No obstante, es justo reclamar y afirmar hoy, a pesar de todo, algo de esa esperanza. Es que si no se mantiene el auténtico sentido de la libertad, eso de estar dispuesto a dialogar con el que piensa diferente, la democracia muere. La democracia no es -y lo he reiterado tantas veces-, suficiente como régimen político. Fácilmente se transforma en la dictadura de mayorías violentas. Los regímenes, como las frutas, se pudren poco a poco, casi imperceptiblemente. Por eso que la democracia requiere del auténtico espíritu liberal para que no se descomponga interiormente. Espíritu, que será la savia que nutrirá las instituciones que garanticen eso que la violencia no puede ni debe: Estado de derecho.

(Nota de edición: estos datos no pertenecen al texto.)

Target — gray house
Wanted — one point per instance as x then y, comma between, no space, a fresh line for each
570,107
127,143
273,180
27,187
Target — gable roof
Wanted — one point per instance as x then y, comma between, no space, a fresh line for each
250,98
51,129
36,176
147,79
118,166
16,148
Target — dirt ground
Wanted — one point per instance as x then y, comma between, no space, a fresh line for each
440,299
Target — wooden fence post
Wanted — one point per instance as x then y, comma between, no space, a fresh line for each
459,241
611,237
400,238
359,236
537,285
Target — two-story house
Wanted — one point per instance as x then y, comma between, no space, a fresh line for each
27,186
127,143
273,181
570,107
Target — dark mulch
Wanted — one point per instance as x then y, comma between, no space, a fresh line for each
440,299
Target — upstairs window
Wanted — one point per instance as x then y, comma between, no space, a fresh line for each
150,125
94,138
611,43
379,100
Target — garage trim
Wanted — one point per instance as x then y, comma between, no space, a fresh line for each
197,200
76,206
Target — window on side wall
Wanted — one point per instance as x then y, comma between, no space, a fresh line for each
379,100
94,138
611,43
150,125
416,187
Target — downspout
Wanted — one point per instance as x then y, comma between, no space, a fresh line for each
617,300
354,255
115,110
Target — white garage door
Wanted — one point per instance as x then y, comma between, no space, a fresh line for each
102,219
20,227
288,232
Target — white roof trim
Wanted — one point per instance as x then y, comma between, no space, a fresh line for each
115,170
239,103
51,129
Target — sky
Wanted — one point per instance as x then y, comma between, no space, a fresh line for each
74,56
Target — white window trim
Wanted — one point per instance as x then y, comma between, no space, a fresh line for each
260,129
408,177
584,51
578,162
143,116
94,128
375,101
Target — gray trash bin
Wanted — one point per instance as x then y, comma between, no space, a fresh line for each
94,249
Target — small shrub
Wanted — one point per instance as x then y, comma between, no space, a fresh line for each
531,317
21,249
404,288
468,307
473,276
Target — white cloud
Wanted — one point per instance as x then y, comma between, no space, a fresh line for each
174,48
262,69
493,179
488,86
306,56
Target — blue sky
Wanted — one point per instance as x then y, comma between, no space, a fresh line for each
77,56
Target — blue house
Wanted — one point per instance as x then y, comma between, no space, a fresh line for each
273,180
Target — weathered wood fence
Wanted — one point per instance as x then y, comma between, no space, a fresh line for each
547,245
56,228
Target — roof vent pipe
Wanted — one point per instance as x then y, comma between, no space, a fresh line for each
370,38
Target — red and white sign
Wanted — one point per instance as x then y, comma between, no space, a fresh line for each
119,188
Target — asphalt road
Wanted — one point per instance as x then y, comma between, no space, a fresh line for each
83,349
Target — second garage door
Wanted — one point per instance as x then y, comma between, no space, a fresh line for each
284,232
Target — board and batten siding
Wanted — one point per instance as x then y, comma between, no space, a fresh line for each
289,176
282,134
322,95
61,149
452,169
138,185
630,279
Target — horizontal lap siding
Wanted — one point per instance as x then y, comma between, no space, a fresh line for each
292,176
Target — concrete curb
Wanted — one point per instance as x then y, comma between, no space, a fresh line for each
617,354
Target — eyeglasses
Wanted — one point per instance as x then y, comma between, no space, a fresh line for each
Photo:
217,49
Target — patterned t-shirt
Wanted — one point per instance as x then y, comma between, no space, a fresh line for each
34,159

Retomando el inicio de nuestro artículo, existe un liberalismo que no es liberal pues identifica su postura, con la arbitrariedad, la violencia con tal que su narrativa de mero simulacro le habilite al fin del poder. La tragedia de este error es que, anuncia, poco a poco, la muerte de la república: ya no autogobierno sino capricho, arbitrariedad, reduciendo la legalidad a mera ficción. Yo trato de imaginarme cuáles hubieran sido las palabras de don Eligio Ayala ante esta situación. La verdad que no se con certeza, pero si se, leyendo su mensaje al Congreso, allá por 1925, que no estaría lejos de lo que afirma este artículo. Es que, decía Don Eligio, "cuando unos obedecen al deseo de venganza y están ajenos de todo amor público y otros responden más a un interés de camarilla personalista y unitarias, no es posible la prosperidad ni la grandeza de la república". Talvez sería el momento de que todo el partido Liberal vuelva a ser liberal.